A UES is a rare mesenchymal tumour and usually a diagnosis of exclusion and histopathology are the determining factors in its diagnosis. Diagnoses such as a ruptured hydatid cyst, primary liver cancer or abscesses are more common than UES. In the current case, as the patient was of a young age and presented with both fever and pain, a pyogenic abscess was considered to be the most likely working diagnosis.
While the prognosis for a UES of the liver is poor, cases of long-term survival have been reported after complete surgical resection with adjuvant chemotherapy.14,15 Early and prompt diagnosis and therapy are therefore crucial.
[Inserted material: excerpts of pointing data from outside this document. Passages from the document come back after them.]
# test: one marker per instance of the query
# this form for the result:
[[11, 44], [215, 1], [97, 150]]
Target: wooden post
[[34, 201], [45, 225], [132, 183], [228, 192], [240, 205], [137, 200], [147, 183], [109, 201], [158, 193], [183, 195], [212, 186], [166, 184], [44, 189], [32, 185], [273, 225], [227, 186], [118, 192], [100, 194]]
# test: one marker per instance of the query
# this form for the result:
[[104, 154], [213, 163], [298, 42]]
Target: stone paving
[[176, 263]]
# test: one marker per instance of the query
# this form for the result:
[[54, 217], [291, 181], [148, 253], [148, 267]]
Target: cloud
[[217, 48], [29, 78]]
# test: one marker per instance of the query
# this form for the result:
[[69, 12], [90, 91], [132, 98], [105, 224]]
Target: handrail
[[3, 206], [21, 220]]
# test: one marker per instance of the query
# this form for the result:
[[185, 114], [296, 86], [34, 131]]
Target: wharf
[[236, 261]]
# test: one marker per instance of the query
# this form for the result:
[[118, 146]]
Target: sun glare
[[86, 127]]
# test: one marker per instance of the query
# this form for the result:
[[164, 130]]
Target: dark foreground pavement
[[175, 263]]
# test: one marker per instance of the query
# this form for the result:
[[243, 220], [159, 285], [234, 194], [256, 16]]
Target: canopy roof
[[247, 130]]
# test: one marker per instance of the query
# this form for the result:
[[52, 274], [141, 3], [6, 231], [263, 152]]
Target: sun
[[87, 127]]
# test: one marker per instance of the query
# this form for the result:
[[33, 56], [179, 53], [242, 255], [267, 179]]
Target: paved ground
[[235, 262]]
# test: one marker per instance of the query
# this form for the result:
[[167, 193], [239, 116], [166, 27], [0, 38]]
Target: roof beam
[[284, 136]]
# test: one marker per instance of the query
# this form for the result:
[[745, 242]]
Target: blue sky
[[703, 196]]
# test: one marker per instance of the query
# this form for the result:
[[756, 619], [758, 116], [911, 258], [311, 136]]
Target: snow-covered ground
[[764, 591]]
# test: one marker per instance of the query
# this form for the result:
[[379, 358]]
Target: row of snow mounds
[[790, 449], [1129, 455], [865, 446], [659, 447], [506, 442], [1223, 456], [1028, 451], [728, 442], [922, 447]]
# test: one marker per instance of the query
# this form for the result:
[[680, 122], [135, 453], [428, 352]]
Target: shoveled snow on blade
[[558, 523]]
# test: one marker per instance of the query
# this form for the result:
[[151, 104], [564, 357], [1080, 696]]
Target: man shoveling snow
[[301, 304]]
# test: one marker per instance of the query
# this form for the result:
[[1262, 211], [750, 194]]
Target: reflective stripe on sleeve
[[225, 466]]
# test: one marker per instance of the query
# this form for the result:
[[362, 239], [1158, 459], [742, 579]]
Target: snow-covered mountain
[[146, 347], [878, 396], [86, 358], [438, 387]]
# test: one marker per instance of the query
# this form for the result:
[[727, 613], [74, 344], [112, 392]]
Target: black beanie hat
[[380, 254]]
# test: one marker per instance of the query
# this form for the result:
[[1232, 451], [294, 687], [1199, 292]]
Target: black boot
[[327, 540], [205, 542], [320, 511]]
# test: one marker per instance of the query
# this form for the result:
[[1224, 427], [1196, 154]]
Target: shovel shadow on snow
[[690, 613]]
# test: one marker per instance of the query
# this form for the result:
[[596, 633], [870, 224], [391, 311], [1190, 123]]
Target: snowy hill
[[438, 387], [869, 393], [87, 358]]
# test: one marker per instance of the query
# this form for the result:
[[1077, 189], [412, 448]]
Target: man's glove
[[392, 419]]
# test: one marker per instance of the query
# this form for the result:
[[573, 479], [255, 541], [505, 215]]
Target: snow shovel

The prognosis is not related to the size and degree of differentiation of the UES, but to the degree of invasion and metastasis.2
Conclusion
A UES of the liver can be difficult to diagnose and both the clinical presentation and imaging appearance of this sarcoma may be misleading. Any discordance between CT and US images regarding the appearance of a large liver lesion, i.e. if the liver appears solid via US but predominantly cystic with CT imaging, should raise the possibility of UES as the diagnosis with a high index of suspicion.